On Tuesday October 27, the departments of urban studies, sociology and anthropology, political science and the Center for Innovation and Entrepreneurship welcomed Shauneen Lambe, a British lawyer and barrister.
According to Leeroy, “Lambe’s work in the criminal justice system has earned her awards from the World Economic Forum and the Eisenhower World Leadership Program among others. She will also discuss her work on Louisiana’s death row and as the founder of Just for Kids, which provides advocacy, support and assistance to young people in difficulty.”
Lambe’s talk was made possible by the Eisenhower Fellowship.
“She is here courtesy of the Eisenhower Fellowship that we should all be so lucky to get someday. She is one of twenty-five people who have been chosen from around the world by the Eisenhower Foundation to come to the United States in order talk to people about the work she has accomplished and also to share what she has learned from organizations in the United States who do projects with kids,” said Sarah Beth Kaufman, professor of sociology at Trinity University.
Lambe began her talk by discussing how she began her work in the field of social justice. She talked about her client, Ryan Matthews, who was on death row in Louisiana.
“He was seventeen years old. He received his death sentence on Mother’s Day; the jury had been deliberating all night until about one in the morning. And when they returned the verdict I was in the courtroom in Jackson Parish. I had recently arrived in the United States “” we don’t have the death penalty in England, and this was one of the cruelest things I had seen in my entire life,” Lambe said.
She went on to discuss how her client was innocent of this crime despite being convicted and sentenced to death by twelve jury members.
“What was interesting after the trial was to discover that Ryan was actually innocent.

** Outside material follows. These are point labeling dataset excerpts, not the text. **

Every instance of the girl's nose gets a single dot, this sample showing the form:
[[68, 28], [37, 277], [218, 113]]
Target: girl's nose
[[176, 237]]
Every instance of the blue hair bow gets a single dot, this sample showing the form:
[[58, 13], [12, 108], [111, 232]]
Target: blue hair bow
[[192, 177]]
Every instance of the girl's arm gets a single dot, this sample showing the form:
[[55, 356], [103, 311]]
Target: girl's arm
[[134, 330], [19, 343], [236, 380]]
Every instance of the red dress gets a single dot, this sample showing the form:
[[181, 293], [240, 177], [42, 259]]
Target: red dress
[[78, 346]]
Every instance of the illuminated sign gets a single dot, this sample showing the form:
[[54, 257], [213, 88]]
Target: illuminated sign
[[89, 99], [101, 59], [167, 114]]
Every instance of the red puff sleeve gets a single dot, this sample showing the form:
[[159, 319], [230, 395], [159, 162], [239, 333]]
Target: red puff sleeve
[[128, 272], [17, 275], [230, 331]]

Pulling the pieces together to figure out how an innocent seventeen-year-old had been sentenced to death was a kind of fascinating journey for me,” Lambe said.
Ryan’s case started Lambe’s journey into advocacy work for youths facing trouble with the law.
“That was on the micro level, getting Ryan out of prison, but on the macro level, we were looking at the fact that the United States, the leader of the Western world, was still sending children to be executed. Was there a way that we could change the belief “¦ that children didn’t need to be killed for what they may or may not have done, [as] in Ryan’s case?”
Through her work with the rest of her legal team, Lambe was able to prove to a judge that Ryan deserved another chance in court and he was released in 2004 after five years on death row. She went on to discuss the Supreme Court Case, Roper v. Simmons (2005), which made the execution of a minor illegal based on the fact that the adolescent brain is still developing.
“What I had seen a lot of on that journey was the recognition that even when someone had done something wrong, which Ryan clearly hadn’t, the adolescent brain is really different from the adult brain; the neuroscience was beginning to show that from the age of 14 to even 23 or 24, particularly in boys “” with girls it’s about 20 or 21 “” the brain is still developing. The frontal lobe, which is the consequential thinking part of the brain, is not developed in adolescents in the same way as it is in adults,” Lambe said.
After she went back to the United Kingdom, Lambe decided to begin her advocacy work by creating Just for Kids Law.
“I was really moved by what I had seen with young people and adolescents. I decided to set up a law office there that specialized exclusively in representing young people and young people who had difficulties, legal difficulties. [This way] they didn’t just have to be in the criminal justice system. Perhaps they had other legal difficulties,” Lambe said.
All in all, the cost of locking children away has cost the United Kingdom about four trillion pounds in the last twenty years. Lambe’s group works to protect children’s rights and to enact a systemic change in the way adolescent cases are handled.
“Our aim is to help transform the lives of young people from crisis to stability to independence,” Lambe said.
However, the main goal that Lambe and Just for Kids Law have is to engage youths in social activism work. She discussed the Let Us Learn movement in the United Kingdom which was led by undocumented students and young people trying to gain access to student loans.
“The young people led this movement themselves. They gave the program its name, Let Us Learn, and they’ve done a lot of their own publicity. As a result of that we’ve had over 100 young people contact us in similar situations who have places at university and can’t get in,” Lambe said.
Lambe’s main point of the talk was to encourage young people to become involved in the world around them.
“We call it converting the potential energy, because there is so much potential energy in youth and young people, into kinetic energy. How do we get all of you guys to think about the things that you care about and actually go out there and stand up and speak for them?” Lambe asked the audience.